Zwei Beispiele, die zeigen, dass die Unternehmen in den Hochwassergebieten versuchen, die Ausfälle gering zu halten. Zum Ausmaß des gesamten Schadens für die Wirtschaft kann der Hauptgeschäftsführer der Industrie- und Handelskammer Halle-Dessau (IHK), Thomas Brockmeier, noch keine Angaben machen. Bei der Flut 2002 habe es im südlichen Sachsen-Anhalt zwischen 800 bis 900 geschädigte Unternehmen gegeben. „Die Betroffenheit ist diesmal größer als damals“, sagt Brockmeier. Denn diesmal gebe es auch große Überflutungen an Saale und Weißer Elster - nicht nur an Elbe und Mulde.
Nach Einschätzung von Brockmeier haben viele Unternehmen eine Versicherung. Dies gelte freilich nicht für Betriebe in unmittelbarer Flussnähe. „Eine Gaststätte an der Saale versichert keine Gesellschaft“, sagt Brockmeier. So habe es viele gastronomische Einrichtungen an den Flüssen hart getroffen. Der IHK-Hauptgeschäftsführer spricht von einem Gastwirt in Weißenfels, der erst vor kurzem ein Restaurant übernommen hatte, das nun regelrecht abgesoffen ist. Einige Metallfirmen konnten teure Werkzeugmaschinen nicht mehr vor den Fluten retten. Die Produktion liege daher für mehrere Wochen brach. „Einige Unternehmer stehen vor dem Nichts.“
Hart getroffen hat es auch einige Landwirte. Fritz Schumann vom Landesbauernverband teilte der MZ mit, dass im südlichen Sachsen-Anhalt 30 000 Hektar Grünland und 10 000 Hektar Ackerland überflutet seien (die MZ berichtete am Samstag). Dies entspricht einer Fläche von 52 000 Fußballfeldern. Inwieweit die Ernte dort vernichtet ist, wird sich erst in den nächsten Wochen zeigen.
Nur kurzfristige Konjunkturdelle
Einige größere Unternehmen werden auch mittelbar durch die Flut geschädigt. So kann der Industriepark bei Zeitz wegen einer kaputten Eisenbahnbrücke nicht mit wichtigen Rohstoffen beliefert werden. Dies führt zu Produktionsausfällen. „Fasst man all die negativen Auswirkungen im IHK-Bezirk zusammen, sind die Folgen gravierend“, erklärt Brockmeier.

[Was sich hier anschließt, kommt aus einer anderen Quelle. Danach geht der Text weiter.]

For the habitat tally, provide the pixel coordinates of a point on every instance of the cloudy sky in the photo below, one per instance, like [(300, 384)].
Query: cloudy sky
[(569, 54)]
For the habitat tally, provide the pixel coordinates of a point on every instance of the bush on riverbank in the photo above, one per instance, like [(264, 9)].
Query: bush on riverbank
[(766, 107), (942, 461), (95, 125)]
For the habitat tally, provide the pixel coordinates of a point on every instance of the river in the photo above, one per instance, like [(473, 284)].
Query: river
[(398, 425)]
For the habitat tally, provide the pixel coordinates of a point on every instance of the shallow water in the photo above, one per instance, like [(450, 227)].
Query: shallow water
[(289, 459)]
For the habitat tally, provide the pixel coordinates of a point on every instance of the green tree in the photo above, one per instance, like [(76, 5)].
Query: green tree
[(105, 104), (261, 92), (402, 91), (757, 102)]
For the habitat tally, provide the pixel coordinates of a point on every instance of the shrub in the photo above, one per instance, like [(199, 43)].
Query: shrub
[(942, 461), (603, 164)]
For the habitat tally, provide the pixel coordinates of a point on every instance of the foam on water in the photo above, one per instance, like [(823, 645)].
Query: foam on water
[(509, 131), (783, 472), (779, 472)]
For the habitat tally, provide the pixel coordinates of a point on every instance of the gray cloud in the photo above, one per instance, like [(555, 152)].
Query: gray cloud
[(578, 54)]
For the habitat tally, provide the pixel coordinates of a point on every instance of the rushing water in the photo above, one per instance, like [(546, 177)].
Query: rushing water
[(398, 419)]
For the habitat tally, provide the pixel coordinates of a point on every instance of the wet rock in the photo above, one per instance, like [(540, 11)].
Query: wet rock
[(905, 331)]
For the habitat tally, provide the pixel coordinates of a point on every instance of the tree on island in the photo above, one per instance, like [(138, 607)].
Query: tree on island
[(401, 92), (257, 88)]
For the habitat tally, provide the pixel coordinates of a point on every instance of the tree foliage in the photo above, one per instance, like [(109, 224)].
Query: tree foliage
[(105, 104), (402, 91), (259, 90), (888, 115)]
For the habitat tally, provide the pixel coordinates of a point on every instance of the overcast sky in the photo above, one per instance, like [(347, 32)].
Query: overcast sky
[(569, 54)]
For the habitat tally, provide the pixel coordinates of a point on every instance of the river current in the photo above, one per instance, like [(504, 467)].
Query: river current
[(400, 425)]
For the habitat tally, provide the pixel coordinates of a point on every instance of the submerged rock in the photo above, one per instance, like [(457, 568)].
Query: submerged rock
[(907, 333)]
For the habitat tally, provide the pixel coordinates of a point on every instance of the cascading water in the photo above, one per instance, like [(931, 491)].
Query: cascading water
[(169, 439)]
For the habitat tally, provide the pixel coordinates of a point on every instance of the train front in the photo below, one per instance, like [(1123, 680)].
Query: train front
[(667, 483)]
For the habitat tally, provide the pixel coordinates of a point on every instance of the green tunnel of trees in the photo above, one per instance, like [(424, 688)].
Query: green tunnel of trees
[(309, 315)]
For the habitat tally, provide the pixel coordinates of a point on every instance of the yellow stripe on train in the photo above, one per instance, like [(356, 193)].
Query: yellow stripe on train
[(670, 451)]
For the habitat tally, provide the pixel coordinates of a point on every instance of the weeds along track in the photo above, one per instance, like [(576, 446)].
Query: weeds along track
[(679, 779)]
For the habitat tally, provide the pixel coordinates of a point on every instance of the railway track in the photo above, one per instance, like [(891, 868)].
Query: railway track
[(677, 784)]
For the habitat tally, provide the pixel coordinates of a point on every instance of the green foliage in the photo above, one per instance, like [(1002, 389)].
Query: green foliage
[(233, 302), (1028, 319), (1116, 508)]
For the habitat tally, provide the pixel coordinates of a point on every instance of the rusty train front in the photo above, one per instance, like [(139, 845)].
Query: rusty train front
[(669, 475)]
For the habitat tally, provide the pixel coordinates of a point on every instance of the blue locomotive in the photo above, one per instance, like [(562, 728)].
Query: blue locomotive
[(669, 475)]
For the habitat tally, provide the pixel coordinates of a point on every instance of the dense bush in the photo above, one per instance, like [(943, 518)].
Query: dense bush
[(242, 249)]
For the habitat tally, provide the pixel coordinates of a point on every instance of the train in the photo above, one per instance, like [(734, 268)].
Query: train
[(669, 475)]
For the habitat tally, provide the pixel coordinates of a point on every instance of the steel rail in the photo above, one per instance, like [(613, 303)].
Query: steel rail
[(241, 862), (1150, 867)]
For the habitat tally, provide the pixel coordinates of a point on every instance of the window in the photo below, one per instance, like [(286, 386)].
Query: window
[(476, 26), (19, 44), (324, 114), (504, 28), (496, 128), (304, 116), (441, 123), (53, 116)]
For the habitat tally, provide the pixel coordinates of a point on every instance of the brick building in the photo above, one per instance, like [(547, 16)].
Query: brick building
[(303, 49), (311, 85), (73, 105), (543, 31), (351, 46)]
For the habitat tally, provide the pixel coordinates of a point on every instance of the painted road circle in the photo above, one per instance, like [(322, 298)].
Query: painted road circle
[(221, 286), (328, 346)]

Die Produktionsausfälle führen laut Udo Ludwig vom Institut für Wirtschaftsforschung Halle (IWH) in Sachsen-Anhalt zunächst zu einer Schwächung der Konjunktur. „Während die Industrie Produktionseinbußen oft aufholen kann, ist dies in der Landwirtschaft und der Gastronomie nicht möglich.“ In der zweiten Jahreshälfte erwartet Ludwig dagegen spürbare Impulse durch die Bauwirtschaft. „Straßen und Brücken werden repariert, Häuser neu hergerichtet“, so der Wirtschaftsforscher. Die Flut an Elbe und Mulde im Jahr 2002 hat nach seinen Worten nachweisbar gezeigt, dass der „positive Impuls durch staatliche und private Investitionen überwiegt“.
Der IWH-Forscher weist jedoch darauf hin, dass dies an der Definition des Bruttoinlandsproduktes liegt. Wertverluste beim Vermögen durch Hochwasserschäden würden nicht in die Berechnung der Wirtschaftsleistung eingehen, die vielen späteren Investitionen in neue Anlagen, Straßen und Gebäude hingegen schon.